Defensive Werte profitieren von der Flucht aus der Industrie
Als Reaktion auf die volatile Energielage vollzieht sich an den Kapitalmärkten eine klare Sektorrotation. Während Industrie- und Autoaktien leiden, suchen Anleger zunehmend Schutz in defensiven Werten mit stabilen Cashflows.
Beobachter stellen ein unerwartetes Comeback traditioneller Versorgerunternehmen fest. Der strukturell steigende globale Strombedarf – getrieben von KI-Rechenzentren, Elektromobilität und Wärmepumpen – macht Versorger zur neuen Infrastrukturgrundlage des digitalen Zeitalters. Dieses defensive Verhalten ist eine direkte Reaktion auf die Unberechenbarkeit des Industriesektors.

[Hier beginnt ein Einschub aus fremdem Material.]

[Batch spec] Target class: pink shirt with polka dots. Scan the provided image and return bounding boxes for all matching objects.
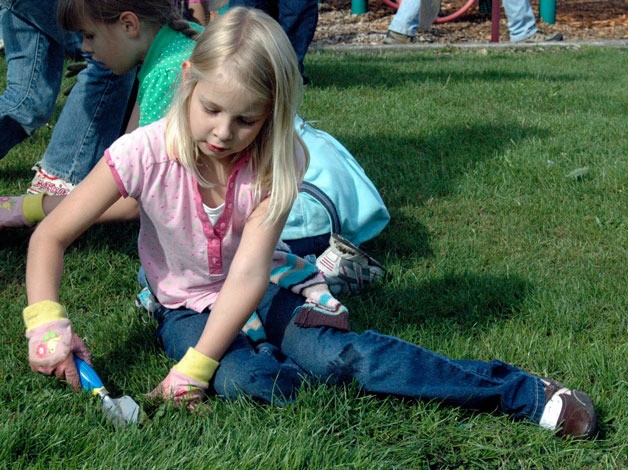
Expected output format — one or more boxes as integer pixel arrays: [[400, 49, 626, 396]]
[[105, 119, 266, 312]]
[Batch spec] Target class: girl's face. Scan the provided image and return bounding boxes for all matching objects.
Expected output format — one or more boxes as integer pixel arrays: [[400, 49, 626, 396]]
[[81, 15, 142, 75], [183, 62, 269, 162]]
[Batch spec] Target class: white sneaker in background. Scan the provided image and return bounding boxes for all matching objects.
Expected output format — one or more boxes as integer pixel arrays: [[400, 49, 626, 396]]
[[316, 234, 384, 295]]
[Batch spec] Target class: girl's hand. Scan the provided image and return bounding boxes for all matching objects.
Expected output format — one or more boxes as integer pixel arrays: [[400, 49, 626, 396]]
[[149, 348, 219, 411], [148, 368, 207, 411], [24, 300, 91, 390]]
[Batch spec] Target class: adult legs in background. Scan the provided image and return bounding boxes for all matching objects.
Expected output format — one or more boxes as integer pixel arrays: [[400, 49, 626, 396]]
[[388, 0, 421, 37], [229, 0, 318, 74], [32, 58, 135, 188], [278, 0, 318, 75], [0, 0, 135, 190]]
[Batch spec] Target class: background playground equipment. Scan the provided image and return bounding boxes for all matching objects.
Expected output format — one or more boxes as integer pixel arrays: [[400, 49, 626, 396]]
[[376, 0, 556, 42]]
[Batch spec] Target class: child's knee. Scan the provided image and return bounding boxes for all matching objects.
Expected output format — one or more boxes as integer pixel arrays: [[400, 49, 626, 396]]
[[214, 342, 302, 406]]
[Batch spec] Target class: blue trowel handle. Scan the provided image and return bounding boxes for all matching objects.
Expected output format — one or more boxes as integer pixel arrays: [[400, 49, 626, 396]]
[[74, 356, 105, 395]]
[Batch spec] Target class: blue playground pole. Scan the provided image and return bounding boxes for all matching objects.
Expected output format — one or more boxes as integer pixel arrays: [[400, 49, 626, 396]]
[[351, 0, 368, 15], [539, 0, 556, 24]]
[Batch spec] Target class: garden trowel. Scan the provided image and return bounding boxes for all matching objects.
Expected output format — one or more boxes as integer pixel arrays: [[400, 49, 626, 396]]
[[74, 357, 140, 428]]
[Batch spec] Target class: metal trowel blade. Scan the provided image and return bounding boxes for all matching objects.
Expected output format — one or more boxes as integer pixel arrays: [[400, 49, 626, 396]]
[[102, 395, 140, 428]]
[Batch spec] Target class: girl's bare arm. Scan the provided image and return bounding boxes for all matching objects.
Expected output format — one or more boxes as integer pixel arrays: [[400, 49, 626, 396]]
[[196, 199, 287, 361], [26, 159, 120, 304]]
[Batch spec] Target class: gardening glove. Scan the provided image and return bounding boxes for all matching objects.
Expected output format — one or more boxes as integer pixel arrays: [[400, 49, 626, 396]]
[[23, 300, 91, 390], [149, 348, 219, 411], [0, 193, 46, 230]]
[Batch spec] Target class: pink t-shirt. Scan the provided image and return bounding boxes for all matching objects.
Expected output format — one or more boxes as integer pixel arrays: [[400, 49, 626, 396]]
[[105, 119, 266, 312]]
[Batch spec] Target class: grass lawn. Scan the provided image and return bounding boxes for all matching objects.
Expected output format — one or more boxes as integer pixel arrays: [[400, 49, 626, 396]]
[[0, 47, 628, 469]]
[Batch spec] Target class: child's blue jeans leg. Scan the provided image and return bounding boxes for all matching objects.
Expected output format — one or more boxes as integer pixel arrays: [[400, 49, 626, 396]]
[[262, 291, 545, 422]]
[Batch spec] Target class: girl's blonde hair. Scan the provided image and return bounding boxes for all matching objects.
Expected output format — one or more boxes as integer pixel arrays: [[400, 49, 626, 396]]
[[166, 8, 309, 222]]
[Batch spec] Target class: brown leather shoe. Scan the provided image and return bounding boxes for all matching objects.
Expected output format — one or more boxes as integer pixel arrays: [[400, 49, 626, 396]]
[[539, 378, 597, 439], [523, 31, 563, 43]]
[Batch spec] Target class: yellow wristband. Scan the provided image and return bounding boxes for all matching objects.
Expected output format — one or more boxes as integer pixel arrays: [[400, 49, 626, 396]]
[[22, 300, 68, 332], [173, 348, 220, 386], [22, 193, 46, 225]]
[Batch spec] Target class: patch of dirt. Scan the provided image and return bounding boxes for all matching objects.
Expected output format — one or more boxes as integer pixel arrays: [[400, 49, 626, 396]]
[[312, 0, 628, 47]]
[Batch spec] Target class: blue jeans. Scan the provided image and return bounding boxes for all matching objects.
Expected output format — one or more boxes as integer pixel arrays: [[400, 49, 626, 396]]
[[229, 0, 318, 74], [0, 0, 135, 180], [388, 0, 536, 42], [151, 285, 545, 422]]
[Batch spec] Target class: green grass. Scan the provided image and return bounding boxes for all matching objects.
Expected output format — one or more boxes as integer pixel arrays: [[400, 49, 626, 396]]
[[0, 48, 628, 469]]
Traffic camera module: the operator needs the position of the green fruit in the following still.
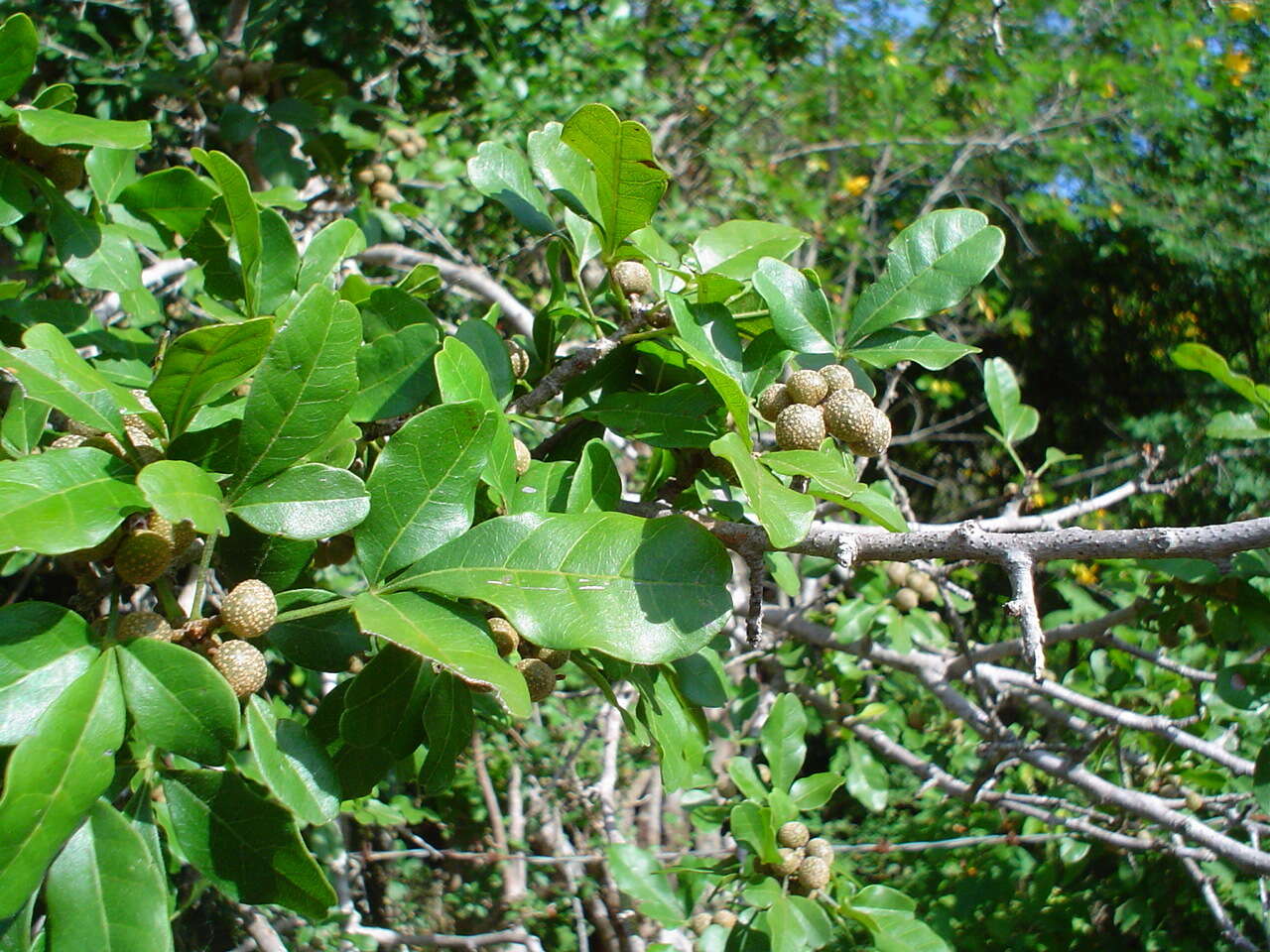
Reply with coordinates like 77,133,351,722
890,588,922,612
516,657,555,703
776,404,825,449
221,579,278,639
485,617,521,657
114,530,173,585
757,384,790,422
821,363,856,394
803,837,833,863
785,371,829,407
212,641,269,698
776,820,812,848
115,612,174,641
795,856,829,892
613,259,653,298
822,390,874,443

Zudem hat der Ölschock frühere Annahmen über den Zinspfad der Europäischen Zentralbank (EZB) über den Haufen gewerfren. Vor der Eskalation im Nahen Osten rechneten die Märkte mit Zinssenkungen im Laufe des Jahres 2026. Jetzt spekulieren Händler zunehmend auf eine mögliche EZB-Zinserhöhung bis Juli, um den neuen Inflationsdruck zu bekämpfen. Die Aussicht auf längerfristig höhere Finanzierungskosten belastet kapitalintensive Konzerne zusätzlich.
Kann der DAX sich erholen?
Die künftige Entwicklung des DAX und seiner Schwergewichte hängt maßgeblich von der geopolitischen Lage und der Stabilisierung der globalen Energiemärkte ab. Auch wenn die Rohölpreise von ihren März-Höchstständen zurückgefallen sind, sind die zugrundeliegenden Versorgungsrisiken nicht vom Tisch.
Charttechniker sehen für den DAX signifikante Widerstandsbereiche zwischen 24.000 und 24.200 Punkten. Für eine nachhaltige Erholung müsste der Index diese Hürden überwinden – was eine entschiedene Beruhigung der energiegetriebenen Inflationsängste voraussetzt.
Für Continental, Siemens und Volkswagen werden die kommenden Monate striktes Kostenmanagement und strategische Wendigkeit erfordern. Branchenexperten betonen: Je länger die Hochpreisphase für Energie anhält, desto größer ist der potenzielle Schaden für die globale Konjunktur und Unternehmensgewinne. Anleger werden die kommenden Quartalsberichte genau studieren, um zu sehen, wie effektiv die DAX-Riesen den dualen Bedrohungen aus struktureller Industriekrise und unberechenbarem Energiemarkt begegnen können.